For the last five years, he has had an opportunity to be in the front of the classroom for students in Advanced Anatomy and Physiology. “It’s always been a passion of mine and this is an outlet to allow me to teach,” said Dr. Hoell, who will be presenting for the sixth year later in January.
When Dr. Hoell’s daughter, now 22, was a student at New London High School, he was asked if he could talk to students about his role as an anesthesiologist. He jumped at the chance because he said it is important students in the class understand how anesthesiology affects everyone. “Not only do I use what the students are learning about every day, for example, where a nerve lies and functions, but I also like to relate it to how medications work,” he said.
He uses real life examples to bring their text books to life. For instance, he can explain how an epidural works not only for labor but also chronic pain. “It’s to educate them not only as a potential healthcare provider but also as a healthcare consumer,” said Dr. Hoell.
He also shares his long journey. “As a high school senior I didn’t know what I wanted to do the rest of my life,” he said.
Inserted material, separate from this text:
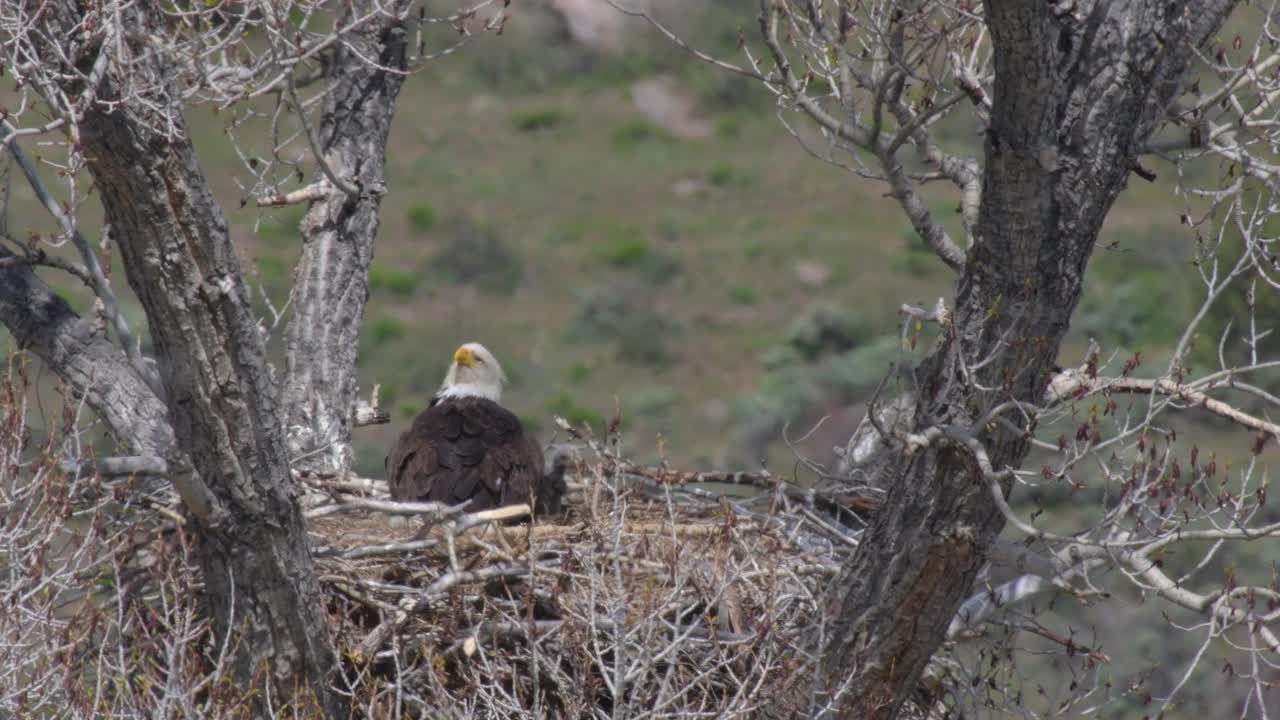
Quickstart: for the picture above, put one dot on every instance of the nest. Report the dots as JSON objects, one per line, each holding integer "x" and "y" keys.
{"x": 648, "y": 591}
Dr. Hoell received a Bachelor’s Degree in nursing, which he did for seven years. He went back to medical school and became an anesthesiologist. He likes to say he graduated from 26th grade. “That’s how many years I went to school,” he said.
But his story also shows how it can be done, how by achieving a goal can be rewarding. “You have to find something that at 5 in the morning, you want to jump out of bed,” said Dr. Hoell. “You want to find something that really excites you.”
Jennifer Doran, who teaches the class, said her students really respond to Dr. Hoell’s visits. She said they are interactive and his information is relevant to her classes. “What I love about his talks is that he asks my students questions about what they have been learning in the classroom and he then relates the question and answer to how he uses that information in his practice,” she said. “He makes the students realize that what they are learning in the classroom is relevant information that they will continue to use in the medical profession if that is where they are headed.”
Dr. Hoell is also serving on the advisory board of the health and human services academy at New London High School. “He has attended student presentations and provided feedback for students on their presentations,” said Doran. “Students present medical mysteries and public health campaigns and we rely on the expertise of Dr. Hoell to question and critique the students. Dr. Hoell is an essential member of the community that has supported the school's programs and provided valuable feedback to our students.”